Institute of Mathematical Sciences, Faculty of Science, Universiti Malaya, Kuala Lumpur, Malaysia.
PLoS One. 2022 Jul 21;17(7):e0271542. doi: 10.1371/journal.pone.0271542. eCollection 2022.
In this paper, we propose a new estimation method in estimating optimal dynamic treatment regimes. The quadratic inference functions in myopic regret-regression (QIF-MRr) can be used to estimate the parameters of the mean response at each visit, conditional on previous states and actions. Singularity issues may arise during computation when estimating the parameters in ODTR using QIF-MRr due to multicollinearity.
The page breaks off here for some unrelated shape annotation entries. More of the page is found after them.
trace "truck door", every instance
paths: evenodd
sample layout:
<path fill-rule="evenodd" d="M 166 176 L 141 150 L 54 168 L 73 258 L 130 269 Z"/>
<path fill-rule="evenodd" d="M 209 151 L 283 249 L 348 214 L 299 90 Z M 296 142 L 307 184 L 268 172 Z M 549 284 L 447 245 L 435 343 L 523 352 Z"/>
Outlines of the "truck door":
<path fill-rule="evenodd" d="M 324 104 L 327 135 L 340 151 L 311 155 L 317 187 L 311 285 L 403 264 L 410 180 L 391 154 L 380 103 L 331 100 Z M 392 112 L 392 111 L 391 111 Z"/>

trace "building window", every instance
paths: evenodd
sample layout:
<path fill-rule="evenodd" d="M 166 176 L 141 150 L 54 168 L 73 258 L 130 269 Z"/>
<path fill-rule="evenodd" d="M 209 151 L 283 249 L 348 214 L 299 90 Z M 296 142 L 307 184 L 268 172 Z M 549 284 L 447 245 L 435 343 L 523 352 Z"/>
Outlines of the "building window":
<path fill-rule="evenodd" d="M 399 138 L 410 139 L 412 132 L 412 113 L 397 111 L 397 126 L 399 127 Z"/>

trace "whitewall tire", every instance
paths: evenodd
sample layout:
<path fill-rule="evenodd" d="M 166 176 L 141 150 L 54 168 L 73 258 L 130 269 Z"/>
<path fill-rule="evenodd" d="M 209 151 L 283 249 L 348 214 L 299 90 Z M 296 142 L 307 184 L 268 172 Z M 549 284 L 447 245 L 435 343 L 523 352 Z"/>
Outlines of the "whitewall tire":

Hence, the ridge penalty was introduced in rQIF-MRr to tackle the issues. A simulation study and an application to anticoagulation dataset were conducted to investigate the model's performance in parameter estimation. The results show that estimations using rQIF-MRr are more efficient than the QIF-MRr.
在本文中,我们提出了一种新的估计最优动态治疗策略的方法。在近视后悔回归(QIF-MRr)中的二次推断函数可用于在给定先前状态和动作的情况下,估计每次访问时的平均响应的参数。由于共线性,在使用 QIF-MRr 估计 ODTR 中的参数时,可能会出现奇异问题。因此,在 rQIF-MRr 中引入了岭惩罚来解决这个问题。进行了一项模拟研究和一项抗凝数据集的应用,以研究该模型在参数估计中的性能。结果表明,rQIF-MRr 的估计比 QIF-MRr 更有效。